There are four LEED categories. The minimum score to be LEED certified is 26 to 32 points. Buildings that get 33 to 38 points earn a silver rating. A gold rating is awarded for 39 to 51 points and a platinum rating is awarded for buildings scoring more than 52 points.
The East Campus Dining Hall received 39 points. The building scored highest for indoor environmental quality, receiving 12 of 15 possible points. It also received nine points for being built on a sustainable site and a perfect five points in the innovation and design process category. The building also received three points for water efficiency, six points for energy and atmosphere, and four points for materials and resources.
The gold rating for the East Campus Dining Hall comes on the heels of The Princeton Review naming JMU one of the country’s most environmentally responsible colleges in its first, “The Princeton Review’s Guide to 286 Green Colleges.” The guide was published April 22. The university also earned a Governor’s Environmental Excellence Award on April 7.

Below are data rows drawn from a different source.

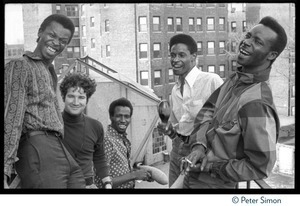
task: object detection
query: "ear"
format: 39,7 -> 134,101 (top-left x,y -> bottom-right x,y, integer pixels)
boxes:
267,51 -> 278,61
37,28 -> 43,41
191,52 -> 197,61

JMU’s Institute for Stewardship of the Natural World coordinates the environmental stewardship efforts across campus. Those efforts, in addition to securing LEED certification of the East Campus Dining Hall, have led to the introduction of a farmer’s market on campus, a transportation program in which 100 percent of vehicles are classified as alternative fuel operating, and a training and development series covering everything from "greening" your office to campus water stewardship.